857. Minimum Cost to Hire K Workers
857. Minimum Cost to Hire K Workers
题目: https://leetcode.com/problems/minimum-cost-to-hire-k-workers/
难度: Hard
题意:
- n个工人,有一个工作量数组quality,有个最低工资数组wage
- 要聘用K个工人,工资最低。要求,这n个工人的工资必须不低于他们的最低工资要求,并且他们的工资跟工作量成正比
思路:
- 由于工资跟工作量成正比,假设这个比率是r。第i工人愿意被聘用的条件是r>=wage[i]/quality[i]

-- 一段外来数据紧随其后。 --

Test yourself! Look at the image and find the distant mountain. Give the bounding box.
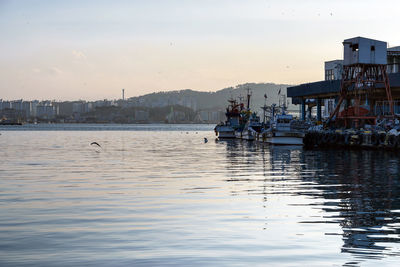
[128,83,294,114]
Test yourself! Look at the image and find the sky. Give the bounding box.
[1,0,400,100]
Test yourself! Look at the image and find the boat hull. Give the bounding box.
[264,131,304,145]
[241,131,255,141]
[215,125,236,139]
[235,130,243,139]
[265,136,303,145]
[217,131,236,139]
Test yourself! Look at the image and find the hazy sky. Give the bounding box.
[1,0,400,100]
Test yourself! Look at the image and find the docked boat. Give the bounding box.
[234,88,262,140]
[214,98,242,139]
[263,113,305,145]
[262,98,305,145]
[0,119,23,125]
[215,124,236,138]
[241,112,263,141]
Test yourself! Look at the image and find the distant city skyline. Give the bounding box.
[1,0,400,100]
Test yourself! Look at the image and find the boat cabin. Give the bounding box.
[274,114,293,131]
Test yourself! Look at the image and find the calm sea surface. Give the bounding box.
[0,124,400,266]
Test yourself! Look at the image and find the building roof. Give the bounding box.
[287,72,400,102]
[388,46,400,52]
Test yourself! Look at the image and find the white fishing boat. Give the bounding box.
[262,96,305,145]
[234,88,264,141]
[215,124,236,139]
[241,113,263,141]
[214,98,242,139]
[263,113,305,145]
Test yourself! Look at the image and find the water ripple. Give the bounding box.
[0,127,399,266]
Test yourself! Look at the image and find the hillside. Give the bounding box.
[128,83,294,114]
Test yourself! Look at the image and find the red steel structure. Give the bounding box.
[328,63,394,128]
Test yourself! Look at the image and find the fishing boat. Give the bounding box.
[0,118,23,125]
[262,96,305,145]
[214,124,236,139]
[234,88,261,140]
[263,114,304,145]
[214,98,243,139]
[241,112,263,141]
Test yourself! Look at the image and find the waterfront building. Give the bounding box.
[0,100,12,110]
[36,105,56,119]
[288,37,400,121]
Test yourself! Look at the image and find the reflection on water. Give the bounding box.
[0,126,399,266]
[221,140,400,265]
[298,149,400,260]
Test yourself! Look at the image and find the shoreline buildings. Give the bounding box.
[0,96,223,124]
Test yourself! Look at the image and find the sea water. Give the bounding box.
[0,124,399,266]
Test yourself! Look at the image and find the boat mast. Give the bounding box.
[228,95,236,109]
[282,94,287,115]
[238,94,244,111]
[262,93,268,124]
[272,104,276,120]
[246,87,252,111]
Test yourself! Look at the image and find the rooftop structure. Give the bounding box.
[325,60,343,81]
[343,37,387,65]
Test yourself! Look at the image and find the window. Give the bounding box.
[351,43,359,51]
[325,69,335,81]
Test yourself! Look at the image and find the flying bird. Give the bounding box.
[90,142,101,147]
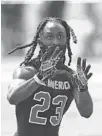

- 令ratio[i]=wage[i]/quality[i],对ratio[i]排序,遍历数组ratio,i每递曾一个,就有一个工人愿意被聘用
- 假设现在有p个工人愿意被聘用(p>=K),现在轮到我们来挑选K个人,由于工资总和要最低,且工资=工作量*p,所以在这p个人中挑选工作量最低的K个人
- 子问题是,求数列中前K小的数,需要最小堆
- 复杂度是o(nlogn)
代码:
class Solution {
public double mincostToHireWorkers(int[] quality, int[] wage, int K) {
double[] ratio = new double[quality.length];
Integer[] pos = new Integer[quality.length];
for (int i = 0;i < quality.length;i++) {
ratio[i] = (double) wage[i] / quality[i];
pos[i] = i;
}
Arrays.sort(pos, new Comparator<Integer>() {
@Override
public int compare(Integer o1, Integer o2) {
return Double.compare(ratio[o1], ratio[o2]);
}
});
double ret = 1e40;
int maxK = 0;
PriorityQueue<Integer> queue = new PriorityQueue<Integer>(new Comparator<Integer>() {
@Override
public int compare(Integer o1, Integer o2) {
return -Integer.compare(o1, o2);
}
});
for (int i = 0;i < pos.length;i++) {
maxK += quality[pos[i]];
queue.add(quality[pos[i]]);
if (queue.size() > K) {
maxK -= queue.poll();
}
if (queue.size() == K) {
ret = ret > maxK * ratio[pos[i]] ? maxK * ratio[pos[i]] : ret;
}
}
return ret;
}
}